(491f) The Binding Properties of Cellulases On Allomorphs Cellulose and Pretreated Biomass During Enzymatic Hydrolysis
AIChE Annual Meeting
2011
2011 Annual Meeting
Sustainable Engineering Forum
Advances In Biofuels: DOE Bioenergy Research Centers I
Wednesday, October 19, 2011 - 2:35pm to 3:00pm
The depolymerization of cellulose to monomeric glucose is the key step for cellulosic ethanol biorefinery process. Cellulases binding on biomass is the essential first step for effective breakdown of biomass to sugars. A new fast flow liquid chromatography (FPLC) based method has been developed to quantify endoglucanase I (EG I, GH family 7B), cellobiohydrolase I (CBH I, GH family 7A) and cellobiohydrolase II (CBH II, GH family 6A) individually in the heterogeneous reaction environment.
The binding level of individual enzymes during 48 hours hydrolysis was studied on different cellulose allomorphs: micro crystal cellulose Avicel (cellulose Iβ), liquid ammonia treated cellulose (cellulose III), sodium hydroxide treated cellulose (cellulose II) and phosphoric acid swollen amorphous cellulose (AC).

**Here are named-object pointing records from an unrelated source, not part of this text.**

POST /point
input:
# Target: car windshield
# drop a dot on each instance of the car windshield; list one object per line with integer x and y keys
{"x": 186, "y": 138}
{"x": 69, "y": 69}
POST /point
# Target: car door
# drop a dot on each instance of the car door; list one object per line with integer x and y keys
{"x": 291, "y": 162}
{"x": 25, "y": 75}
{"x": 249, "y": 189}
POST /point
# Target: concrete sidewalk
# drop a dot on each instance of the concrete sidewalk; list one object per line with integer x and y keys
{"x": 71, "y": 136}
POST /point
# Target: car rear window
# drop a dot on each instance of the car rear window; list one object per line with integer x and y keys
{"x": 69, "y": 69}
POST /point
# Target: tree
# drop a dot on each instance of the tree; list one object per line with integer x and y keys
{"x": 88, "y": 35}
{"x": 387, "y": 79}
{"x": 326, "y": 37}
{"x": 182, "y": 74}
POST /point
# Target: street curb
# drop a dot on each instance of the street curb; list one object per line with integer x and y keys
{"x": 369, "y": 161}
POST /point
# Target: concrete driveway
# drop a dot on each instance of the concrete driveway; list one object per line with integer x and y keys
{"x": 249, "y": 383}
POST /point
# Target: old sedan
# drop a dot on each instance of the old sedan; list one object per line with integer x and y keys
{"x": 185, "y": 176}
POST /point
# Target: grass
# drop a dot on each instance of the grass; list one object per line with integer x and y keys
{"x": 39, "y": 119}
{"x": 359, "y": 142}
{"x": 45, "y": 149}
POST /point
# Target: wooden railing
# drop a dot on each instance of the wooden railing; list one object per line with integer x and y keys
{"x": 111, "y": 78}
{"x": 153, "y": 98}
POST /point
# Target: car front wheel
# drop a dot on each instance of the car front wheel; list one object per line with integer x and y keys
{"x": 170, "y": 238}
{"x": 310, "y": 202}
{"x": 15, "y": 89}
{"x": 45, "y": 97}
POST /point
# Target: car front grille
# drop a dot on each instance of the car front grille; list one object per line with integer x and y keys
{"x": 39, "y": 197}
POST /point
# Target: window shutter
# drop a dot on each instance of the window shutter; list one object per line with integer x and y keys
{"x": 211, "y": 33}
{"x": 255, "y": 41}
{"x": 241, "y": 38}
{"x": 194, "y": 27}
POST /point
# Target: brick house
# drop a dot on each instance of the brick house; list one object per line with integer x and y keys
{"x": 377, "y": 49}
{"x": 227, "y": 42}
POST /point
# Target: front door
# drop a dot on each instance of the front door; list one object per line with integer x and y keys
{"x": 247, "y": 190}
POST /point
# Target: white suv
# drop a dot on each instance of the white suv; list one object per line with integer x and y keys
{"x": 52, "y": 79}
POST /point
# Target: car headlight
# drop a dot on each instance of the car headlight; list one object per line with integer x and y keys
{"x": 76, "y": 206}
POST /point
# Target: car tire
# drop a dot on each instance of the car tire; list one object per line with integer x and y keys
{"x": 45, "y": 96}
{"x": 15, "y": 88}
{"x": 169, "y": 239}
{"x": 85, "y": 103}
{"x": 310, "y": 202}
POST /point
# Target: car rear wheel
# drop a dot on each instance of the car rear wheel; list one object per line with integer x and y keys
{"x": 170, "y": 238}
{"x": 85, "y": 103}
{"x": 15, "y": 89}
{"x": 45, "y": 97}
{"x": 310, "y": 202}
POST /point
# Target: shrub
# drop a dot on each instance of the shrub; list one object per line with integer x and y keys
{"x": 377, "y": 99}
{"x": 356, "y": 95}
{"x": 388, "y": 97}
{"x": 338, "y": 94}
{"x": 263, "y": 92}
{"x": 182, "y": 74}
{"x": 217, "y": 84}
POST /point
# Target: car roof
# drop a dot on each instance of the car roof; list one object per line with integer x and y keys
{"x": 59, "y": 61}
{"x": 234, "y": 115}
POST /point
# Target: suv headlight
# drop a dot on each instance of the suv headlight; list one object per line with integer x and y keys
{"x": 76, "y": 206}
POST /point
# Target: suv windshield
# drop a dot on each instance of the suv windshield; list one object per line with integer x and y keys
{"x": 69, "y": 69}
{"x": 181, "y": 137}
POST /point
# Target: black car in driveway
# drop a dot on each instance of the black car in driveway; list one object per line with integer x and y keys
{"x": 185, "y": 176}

The digestibility rank is AC>cellulose III>cellulose II>cellulose I. However, the AC has the highest initial binding capacity while cellulose III has the lowest. After the substrate solubilized, most of the cellulase returned to supernatant. But CBH II is less stable. Only around 60% CBH II can be recovered.
The time course binding studies were also performed under pretreated biomass. Ammonia Fiber Expansion (AFEX) treated corn stover (CS), dilute acid treated CS and ionic liquid pretreated CS are compared. The results show the existence of lignin is responsible for a significant amount of unproductive binding. For AFEX-CS, the initial binding level for those cellulases are >80%. However, after 48 hours digestion, only around 50% of CBH I, 28% of CBH II and 19% of EG I are detected in the supernatant. The remaining cellulases are believed to be bound unproductively onto lignin. Similar results were found on ACID-CS. The results are critical for improving our understanding of enzyme synergism, productive/unproductive enzyme binding and the role of pretreatment on enzyme accessibility to lignocellulosic plant cell walls, as well as help to engineer novel low unproductive binding enzymes and develop an economic enzymes recycle system.